By Siddarth S
(Reuters) -Global brokerages are split over whether the U.S. Federal Reserve will cut interest rates in December or hold them, following conflicting signals on job growth and unemployment
earlier in the week.
Data on Thursday showed non-farm payrolls increased by 119,000 jobs in September after a downwardly revised 4,000 drop in August. Economists polled by Reuters had forecast 50,000 jobs would be added.
However, the unemployment rate increased to a four-year high of 4.4% in September.
J.P. Morgan and Standard Chartered joined Morgan Stanley in withdrawing their forecasts for a 25-basis-point rate cut next month.
On the other hand, Deutsche Bank, Citigroup, Wells Fargo and BNP Paribas reiterated their forecast of a 25 bps cut, but acknowledged the probability of the Fed keeping rates steady had risen significantly.
The divide comes as some analysts argued the rise in the jobless rate supported the case for another interest rate cut next month.

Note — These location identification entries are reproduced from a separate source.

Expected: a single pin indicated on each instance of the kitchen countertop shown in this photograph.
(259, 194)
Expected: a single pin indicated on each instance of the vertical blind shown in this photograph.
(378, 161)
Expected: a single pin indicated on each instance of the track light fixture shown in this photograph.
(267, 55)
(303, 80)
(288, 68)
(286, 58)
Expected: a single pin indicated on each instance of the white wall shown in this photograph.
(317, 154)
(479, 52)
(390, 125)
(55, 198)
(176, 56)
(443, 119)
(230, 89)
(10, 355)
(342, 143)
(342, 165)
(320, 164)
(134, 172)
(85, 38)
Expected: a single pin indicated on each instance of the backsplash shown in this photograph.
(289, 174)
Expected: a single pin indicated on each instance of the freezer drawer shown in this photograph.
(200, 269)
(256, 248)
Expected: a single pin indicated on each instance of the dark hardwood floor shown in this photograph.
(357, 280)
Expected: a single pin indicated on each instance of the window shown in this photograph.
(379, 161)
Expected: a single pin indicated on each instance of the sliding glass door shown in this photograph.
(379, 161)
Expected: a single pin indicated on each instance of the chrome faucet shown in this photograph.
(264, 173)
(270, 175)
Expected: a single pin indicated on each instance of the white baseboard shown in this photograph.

"A December cut is admittedly a close call, but we think the steady rise in the unemployment rate to 4.44% will be enough to encourage 'open minded' officials to support a cut," Citi said.
Other brokerages said the better-than-expected job growth suggested the U.S. central bank should stay pat, especially since policymakers would not get another employment report before the December 9-10 meeting.
"The absence of November labor data may make it harder for doves to insist on the need for a cut," Standard Chartered added.
Traders are betting on a 67.1% chance for the Fed to keep rates steady in December, as per the CME FedWatch tool.
Nomura and BofA Global Research retained their expectations of no rate cut in December.